“They only needed one employee to open an infected file and launch the malware,” the report said. “The malware downloaded information from RSA that then helped the hackers learn how to defeat RSA’s security token.”
That attack led to the compromise of “a number of defense contractors’ networks” that were broken into as a result of the compromised RSA security token.
U.S. officials said at the time that China was thought to have been behind the RSA hack and the subsequent breach of the networks of the defense giant Lockheed Martin.
Another cyberthreat in the FBI report is called “click-jacking,” or concealing hyperlinks beneath legitimate clickable content that, when clicked, causes a user to unknowingly download a computer virus or send a user’s identification to a site.
Facebook “like” buttons and digital “share” buttons have been used for this purpose.
The FBI suggests using high-security settings on all social-networking sites to avoid being hacked.

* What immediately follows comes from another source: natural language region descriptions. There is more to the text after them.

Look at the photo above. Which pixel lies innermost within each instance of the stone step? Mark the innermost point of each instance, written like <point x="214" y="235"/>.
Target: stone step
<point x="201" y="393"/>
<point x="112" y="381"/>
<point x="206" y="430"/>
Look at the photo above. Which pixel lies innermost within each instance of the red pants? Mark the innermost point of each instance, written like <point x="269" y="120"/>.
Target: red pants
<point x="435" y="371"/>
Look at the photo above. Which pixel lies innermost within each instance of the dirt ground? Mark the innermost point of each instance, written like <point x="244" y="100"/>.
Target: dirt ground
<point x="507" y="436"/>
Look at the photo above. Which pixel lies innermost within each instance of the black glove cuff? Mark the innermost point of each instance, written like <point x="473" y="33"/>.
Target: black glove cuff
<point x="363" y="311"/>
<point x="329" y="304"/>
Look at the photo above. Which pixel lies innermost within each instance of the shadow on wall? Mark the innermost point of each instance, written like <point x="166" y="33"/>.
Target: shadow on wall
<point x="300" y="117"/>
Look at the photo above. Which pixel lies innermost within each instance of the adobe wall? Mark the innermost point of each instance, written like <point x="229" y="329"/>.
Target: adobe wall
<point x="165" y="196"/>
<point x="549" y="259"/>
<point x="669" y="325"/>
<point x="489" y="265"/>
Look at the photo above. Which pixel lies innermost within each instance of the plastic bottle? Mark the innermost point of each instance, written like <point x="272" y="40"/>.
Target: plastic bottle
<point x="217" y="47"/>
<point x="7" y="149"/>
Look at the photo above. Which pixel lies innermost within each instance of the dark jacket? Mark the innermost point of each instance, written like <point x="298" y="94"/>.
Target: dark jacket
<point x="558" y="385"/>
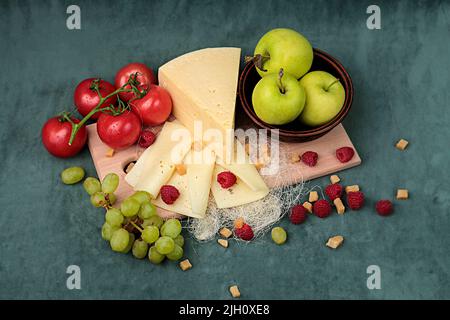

To deal with the problem of unauthorized access to digital communications, especially risks linked to social-networking sites such as Twitter and Facebook, a new, free software was released this month and is rapidly catching on within U.S. and allied intelligence agencies.
The software is called Scrambls. It automatically encrypts messages sent on social-networking sites using software added to Web browsers.
Once installed, all text between two @ signs is scrambled so that only the intended user can read it.
The software was developed by Wave Systems Corp. and is designed to help computer users regain control of messages posted to the Web and social-network sites.
One key feature is that using Scrambls allows users to take back messages that were sent, an option currently unavailable for most digital communications.
The company also hopes that the use of the technology will help protect children online by boosting the security of their conversations and communications.
At least one U.S. intelligence service is using the product, and another North American intelligence agency and one Asian service also are interested.
“Greater control enables greater use of social media,” said Michael Sprague, Scrambls co-creator.